Wenn diese grundsätzliche Liebe für den Beruf sorgsam gepflegt und mit ausreichenden Mitteln unterlegt wird, dann erübrigt sich die Diskussion um einen Mangel bei den Fachkräften in der Pflege von selbst. Auf der Strecke bleiben über kurz oder lang nur die Anbieter fragwürdiger Arbeitsbedingungen. Auch das regelt der Markt ganz zuverlässig.
Konzertierte Aktionen könnten sich also vor allem mit einer auskömmlichen Finanzierung und weiteren administrativen Notwendigkeiten im Pflegebereich verbessernd auseinandersetzen. Statt teurer Dienstreisen zur Rekrutierung vor allem fremdsprachiger Pflegekräfte, kann die tägliche Energie der Beteiligten auch im Forcieren optimaler Rahmenbedingungen verbraucht werden. Die Nachhaltigkeit ist mit großer Wahrscheinlichkeit an deutlich bessere Ergebnisse geknüpft.
Fachkräfte brauchen Respekt und Anerkennung
Es braucht vernünftig kalkulierte Pflegesätze und verbesserte Personalschlüssel überall in der Pflege. Der Beruf soll am Ende jeden Tages einen Sinn ergeben. Pflege heißt Verantwortung. Dem muss man auch Rechnung tragen dürfen. Was im Berufsbild und in der Lehrzeit vermittelt wird, das soll sich im täglichen Dienst auch widerspiegeln. Dann macht es für junge Menschen wieder Sinn, diesen Beruf zu wählen und langfristig darin zu verbleiben.
Dem bisher weit verbreiteten Missverhältnis zwischen Anspruch und Wirklichkeit und der offenkundigen Verschleuderung vorhandener Reserven ist nur beizukommen, indem die Bedingungen radikal geändert werden.

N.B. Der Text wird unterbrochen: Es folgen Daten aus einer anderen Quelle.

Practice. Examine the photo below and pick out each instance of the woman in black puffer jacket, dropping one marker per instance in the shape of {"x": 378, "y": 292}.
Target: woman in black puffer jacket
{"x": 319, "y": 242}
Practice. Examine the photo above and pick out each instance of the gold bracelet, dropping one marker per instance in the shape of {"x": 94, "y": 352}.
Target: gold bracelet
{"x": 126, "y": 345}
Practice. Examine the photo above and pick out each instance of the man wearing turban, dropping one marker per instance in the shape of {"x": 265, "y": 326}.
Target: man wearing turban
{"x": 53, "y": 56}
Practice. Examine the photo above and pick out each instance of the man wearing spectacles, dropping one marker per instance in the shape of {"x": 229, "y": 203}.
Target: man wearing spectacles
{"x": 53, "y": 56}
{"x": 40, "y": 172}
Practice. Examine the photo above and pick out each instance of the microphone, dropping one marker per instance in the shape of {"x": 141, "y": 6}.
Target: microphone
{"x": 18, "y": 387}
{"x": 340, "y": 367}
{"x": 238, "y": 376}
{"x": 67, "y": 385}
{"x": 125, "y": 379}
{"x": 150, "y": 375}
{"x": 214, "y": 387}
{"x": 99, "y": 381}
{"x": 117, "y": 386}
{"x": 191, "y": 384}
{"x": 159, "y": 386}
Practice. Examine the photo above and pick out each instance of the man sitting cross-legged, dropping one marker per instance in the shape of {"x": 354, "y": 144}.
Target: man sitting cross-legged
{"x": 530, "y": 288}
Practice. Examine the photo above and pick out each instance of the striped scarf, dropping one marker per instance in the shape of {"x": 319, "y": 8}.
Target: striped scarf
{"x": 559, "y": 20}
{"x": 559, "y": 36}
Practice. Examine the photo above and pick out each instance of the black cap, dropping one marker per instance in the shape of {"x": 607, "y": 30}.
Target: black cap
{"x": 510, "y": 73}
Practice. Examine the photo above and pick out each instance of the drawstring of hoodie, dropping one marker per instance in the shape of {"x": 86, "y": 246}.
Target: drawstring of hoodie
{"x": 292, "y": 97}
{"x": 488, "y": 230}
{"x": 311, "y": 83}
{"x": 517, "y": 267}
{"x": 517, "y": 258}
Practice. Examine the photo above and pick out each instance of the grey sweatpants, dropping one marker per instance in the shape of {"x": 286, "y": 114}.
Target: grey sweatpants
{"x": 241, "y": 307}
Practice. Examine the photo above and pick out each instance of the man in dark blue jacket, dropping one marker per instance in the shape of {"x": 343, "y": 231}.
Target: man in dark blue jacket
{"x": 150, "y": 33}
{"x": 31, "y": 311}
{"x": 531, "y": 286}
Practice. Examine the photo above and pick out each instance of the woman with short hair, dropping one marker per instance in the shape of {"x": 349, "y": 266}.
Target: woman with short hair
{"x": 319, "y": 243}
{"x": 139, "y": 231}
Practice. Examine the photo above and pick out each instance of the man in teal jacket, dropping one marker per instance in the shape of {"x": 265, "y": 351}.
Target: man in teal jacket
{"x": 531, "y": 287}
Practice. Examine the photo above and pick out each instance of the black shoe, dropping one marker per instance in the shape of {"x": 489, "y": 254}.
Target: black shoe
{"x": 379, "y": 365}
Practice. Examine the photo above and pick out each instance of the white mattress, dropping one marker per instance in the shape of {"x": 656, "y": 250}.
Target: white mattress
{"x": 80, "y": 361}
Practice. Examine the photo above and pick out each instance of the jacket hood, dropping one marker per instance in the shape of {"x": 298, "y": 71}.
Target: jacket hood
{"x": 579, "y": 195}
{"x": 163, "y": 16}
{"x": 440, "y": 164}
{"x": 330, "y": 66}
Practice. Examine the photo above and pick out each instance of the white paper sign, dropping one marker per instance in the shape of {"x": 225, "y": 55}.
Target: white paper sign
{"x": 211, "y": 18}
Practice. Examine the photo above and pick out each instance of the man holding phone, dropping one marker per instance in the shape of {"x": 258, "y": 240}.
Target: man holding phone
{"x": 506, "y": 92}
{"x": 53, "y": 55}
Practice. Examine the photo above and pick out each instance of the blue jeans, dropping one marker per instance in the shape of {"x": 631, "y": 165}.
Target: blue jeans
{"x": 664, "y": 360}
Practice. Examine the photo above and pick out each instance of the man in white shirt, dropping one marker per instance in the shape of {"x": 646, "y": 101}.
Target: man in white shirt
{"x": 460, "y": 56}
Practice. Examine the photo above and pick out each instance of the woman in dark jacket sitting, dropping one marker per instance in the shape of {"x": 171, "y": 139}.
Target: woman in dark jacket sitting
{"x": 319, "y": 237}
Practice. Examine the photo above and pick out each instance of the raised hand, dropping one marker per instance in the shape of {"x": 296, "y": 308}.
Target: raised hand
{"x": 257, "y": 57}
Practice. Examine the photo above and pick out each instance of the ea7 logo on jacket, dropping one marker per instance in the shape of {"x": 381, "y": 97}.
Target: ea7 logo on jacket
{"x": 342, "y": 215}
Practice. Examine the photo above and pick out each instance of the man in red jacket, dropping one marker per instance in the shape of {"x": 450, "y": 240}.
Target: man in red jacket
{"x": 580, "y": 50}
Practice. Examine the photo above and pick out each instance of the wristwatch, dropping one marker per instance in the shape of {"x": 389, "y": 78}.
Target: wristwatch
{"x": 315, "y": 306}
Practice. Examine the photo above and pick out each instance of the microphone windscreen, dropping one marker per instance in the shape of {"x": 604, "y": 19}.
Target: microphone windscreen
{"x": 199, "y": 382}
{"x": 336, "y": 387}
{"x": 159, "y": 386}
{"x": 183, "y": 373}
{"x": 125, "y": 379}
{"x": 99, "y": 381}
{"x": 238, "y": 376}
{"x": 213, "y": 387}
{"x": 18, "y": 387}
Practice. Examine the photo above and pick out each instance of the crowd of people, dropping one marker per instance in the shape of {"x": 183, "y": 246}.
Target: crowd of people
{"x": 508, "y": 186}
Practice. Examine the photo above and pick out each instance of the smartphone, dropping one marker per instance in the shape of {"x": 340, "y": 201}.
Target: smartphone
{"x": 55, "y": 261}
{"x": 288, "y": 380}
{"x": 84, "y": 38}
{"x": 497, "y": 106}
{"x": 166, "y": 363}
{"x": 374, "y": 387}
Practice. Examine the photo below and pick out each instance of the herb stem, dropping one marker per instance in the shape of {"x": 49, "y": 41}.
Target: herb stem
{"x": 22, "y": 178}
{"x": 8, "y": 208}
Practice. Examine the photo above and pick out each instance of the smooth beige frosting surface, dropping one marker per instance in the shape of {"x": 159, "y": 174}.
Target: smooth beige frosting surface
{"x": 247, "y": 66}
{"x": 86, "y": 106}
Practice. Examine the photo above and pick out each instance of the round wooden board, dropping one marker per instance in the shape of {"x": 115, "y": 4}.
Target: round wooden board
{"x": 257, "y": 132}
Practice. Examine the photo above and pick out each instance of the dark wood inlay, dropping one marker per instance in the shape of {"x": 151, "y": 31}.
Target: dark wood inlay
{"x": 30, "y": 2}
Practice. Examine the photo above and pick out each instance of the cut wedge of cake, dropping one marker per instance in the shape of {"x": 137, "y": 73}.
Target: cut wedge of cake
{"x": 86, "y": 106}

Das beginnt mit einer gerechten Bezahlung und mit einer generellen Bereinigung undurchsichtiger Geldflüsse. Es kann nicht sein, dass trotz solidarischer Pflegeversicherung die Last für die Angehörigen wächst. Gleichzeitig verharren die Pflegekräfte selbst aber auf ihren viel zu oft gezahlten Minimal-Gehältern.
Anreizsysteme und Unterschiede beim Gehalt darf es natürlich auch hier geben. So wie in anderen Berufen und Betrieben auch. Doch dafür haben die einzelnen Betreiber und Einrichtungen selbst zu sorgen. Lockangebote auf Kosten der Allgemeinheit schaffen immer nur neue Missverhältnisse und vor allem falsche Anreize für den Beruf. Der Staat muss allein die Basis auskömmlicher Vergütung bei der Pflege des Einzelnen sichern. Damit wäre der größte und wichtigste Schritt im Kampf gegen den Personalnotstand getan. Alles andere folgt den Mechanismen des freien Marktes, bei dem der Empfänger der Dienstleistung ohne Wenn und Aber im Mittelpunkt stehen muss.